In this paper, we propose a novel rule summarization algorithm for identifying informative rules from a cancer-relevant data repository. Three phases are introduced that are capable of generating a comprehensive rule set and relevant rule-similarity graph, performing the community detection to cluster rules, and then selecting important rules to produce a fluent rule summary.

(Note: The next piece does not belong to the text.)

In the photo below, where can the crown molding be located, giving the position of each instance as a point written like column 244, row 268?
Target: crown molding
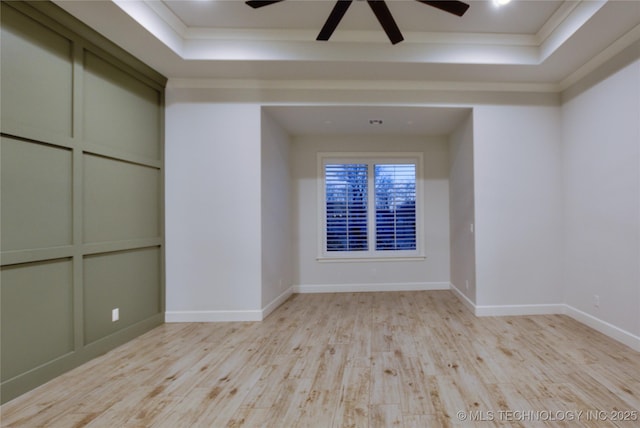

The proposed method is evaluated using the breast cancer dataset from the Surveillance, Epidemiology, and End Results (SEER) resource, which include 85,189 patient samples and 12 variables. The data leads to a completed rule set with over 11,887 rules. By applying the proposed method, we manage to identify the informative rules with high support degree in terms of data coverage and less redundancy in terms of item overlapping. Experimental results also demonstrate that the proposed method leads to competitive performance compared to existing approaches, in terms of the satisfactory summarization results and affordable computational cost. Overall, the proposed method offers a flexible capability and efficient applicability for processing a large amount of medical data that in turn can be utilized to facilitate patients’ risk management.

Table 10 summaries the item sets and related medical information from rules within Tables 69, respectively.

Data Availability

The Surveillance, Epidemiology, and End Results (SEER) data used in our manuscript to support the findings have been deposited in the publicly available, open-source data repository, which is accessible from https://seer.cancer.gov/.

Conflicts of Interest

The authors declare that there are no conflicts of interest.

Acknowledgments

This work was partially supported by the National Natural Science Foundation of China (Grant no. 61873004) and the Humanities and Social Sciences Foundation of Anhui Department of Education, China (Grant no. SK2017A0098).